Dicho esto, se dirigió al coche con Liu Yan’Er todavía cogida de su brazo.

¡Era, en efecto, un Porsche Panamera de un millón de yuanes!

Después,
los tres se subieron al coche, se despidieron de Wang Haoran con la mano y se marcharon.

Tras dejar a Chen Yuanyuan, solo quedaron Qin Feng y Liu Yan’Er en el coche.

—Hermano Feng, lo de hoy…, gracias~.

Liu Yan’Er le lanzó una mirada furtiva, pero la apartó rápidamente y dijo con la cabeza gacha.

—De nada.

Ese Wang Haoran es solo un crío, seguramente te estaba molestando demasiado.

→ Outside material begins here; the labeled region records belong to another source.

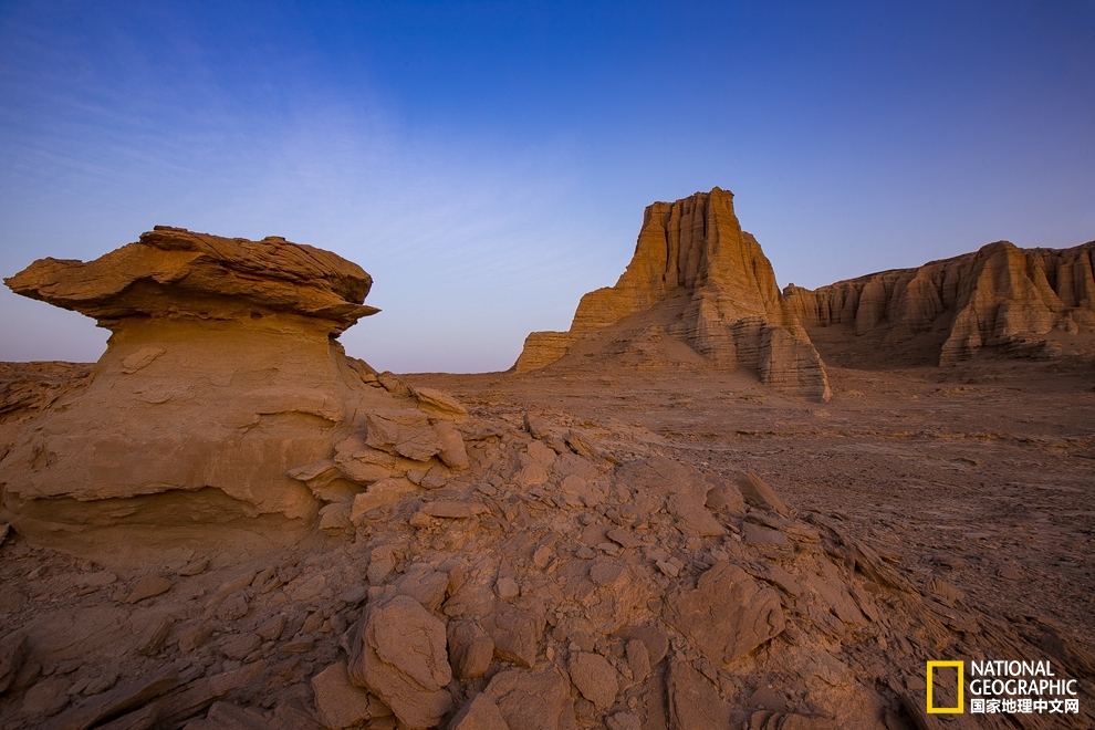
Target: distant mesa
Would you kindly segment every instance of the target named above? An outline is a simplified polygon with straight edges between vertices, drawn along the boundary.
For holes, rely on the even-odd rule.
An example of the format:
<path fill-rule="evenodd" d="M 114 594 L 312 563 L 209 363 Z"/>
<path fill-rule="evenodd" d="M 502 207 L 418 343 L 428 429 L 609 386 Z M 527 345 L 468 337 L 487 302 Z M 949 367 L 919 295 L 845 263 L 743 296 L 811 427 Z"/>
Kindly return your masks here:
<path fill-rule="evenodd" d="M 713 366 L 816 400 L 825 363 L 874 369 L 952 365 L 979 353 L 1095 353 L 1095 241 L 979 251 L 781 293 L 757 240 L 719 188 L 646 209 L 614 286 L 582 298 L 566 332 L 533 332 L 513 369 Z M 824 361 L 824 362 L 823 362 Z"/>
<path fill-rule="evenodd" d="M 35 542 L 290 544 L 348 524 L 367 484 L 461 461 L 459 404 L 345 355 L 336 335 L 378 310 L 334 253 L 157 227 L 4 281 L 112 332 L 0 460 L 0 521 Z"/>
<path fill-rule="evenodd" d="M 973 253 L 783 294 L 831 364 L 950 365 L 982 351 L 1053 358 L 1089 354 L 1095 241 Z"/>
<path fill-rule="evenodd" d="M 514 369 L 556 362 L 745 368 L 782 390 L 830 397 L 821 357 L 720 188 L 648 206 L 616 285 L 583 296 L 570 331 L 530 334 Z"/>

dijo Qin Feng con una sonrisa.

—Tranquila, después de esto, lo más probable es que ya no te persiga con tanta insistencia.

—Mmm~.

Liu Yan’Er asintió.

Entonces, el coche volvió a sumirse en el silencio, creando un ambiente incómodo.

—¡Ejem, ejem!

Liu Yan’Er, ¿qué estudias en Pekín?

Qin Feng fue el primero en romper el silencio; no podían seguir así en esa situación tan incómoda.

—Estudio gestión financiera, que incluye la gestión y operación de acciones, futuros, fondos y activos similares.

explicó Liu Yan’Er, soltando un ligero suspiro.

—¿Fondos?

Se animó al oír esa palabra.

—Sí, me especializo en la operación y gestión de fondos, y planeo trabajar para un banco o una fundación en el futuro.

dijo Liu Yan’Er, asintiendo.

—¿Tienes experiencia?

preguntó Qin Feng con interés.

—Un poco.

Mi tutora es directora de una importante fundación de bienestar social en Pekín, y he estado trabajando con ella como becaria desde mi penúltimo año de carrera, así que llevo unos dos años.

dijo Liu Yan’Er después de pensarlo un momento.

—La fundación es bastante grande, la fundó el Emperador de Kung Fu aquí en el país y se dedica a apoyar diversas causas sociales.

—Y tener experiencia laboral mientras estudio facilita encontrar trabajo al terminar.

—¡Eso es fantástico!

Qin Feng se alegró al instante; le preocupaba no saber cómo gestionar el fondo médico que poseía.

Le había venido como anillo al dedo.

¿No era simplemente perfecto?

Además, por ahora el fondo no debería requerir grandes operaciones, solo una gestión diaria.

—¿Qué ocurre, Hermano Feng?

¿Necesitas ayuda con algo relacionado con fondos?

preguntó Liu Yan’Er, extrañada por el tono de alegría en su voz.

—De hecho, tengo un asunto relacionado con un fondo que me está dando quebraderos de cabeza.

Al llegar al portal de Liu Yan’Er, Qin Feng aparcó el coche y le dijo:
—Verás, te lo voy a contar, pero por favor, mantenlo en secreto.

—Te prometo que guardaré el secreto.

Liu Yan’Er asintió con determinación, haciendo una firme promesa.

—De acuerdo.

Tengo un fondo, pero no sé cómo gestionar una fundación, así que necesito que alguien me ayude.

—Esta fundación tiene fines médicos, principalmente para ayudar a pacientes y para la compra de material sanitario.

Los detalles específicos ya los veríamos más adelante.

Cuando Qin Feng terminó de explicar, Liu Yan’Er comprendió.

¡Quería que le ayudara a gestionarlo, lo cual para ella era pan comido!

—Sin problema, Hermano Feng.

Puedo ayudarte a gestionarlo.

Aunque no puedo garantizarte nada más, la gestión del día a día no será ningún problema.

Liu Yan’Er aceptó de inmediato.

—¿Cómo se llama la fundación?

¿Cuál es su capital?

¿Quién es el propietario?

Necesito ver la información detallada de la fundación.

—Se llama Fondo Médico Qin, el capital es de cincuenta millones y yo soy el único propietario.

En cuanto Qin Feng terminó de hablar, Liu Yan’Er se concentró y abrió una herramienta profesional para buscar:
—Fondo Médico Qin, cincuenta millones, propietario…

De repente, levantó la vista bruscamente y lo miró fijamente, con los ojos llenos de asombro:
—Hermano Feng, has dicho…

un fondo médico con un capital de cincuenta millones, y que es tuyo?

—¡Sí!

Al oír la confirmación de Qin Feng, se quedó con la boca abierta y la mente en blanco.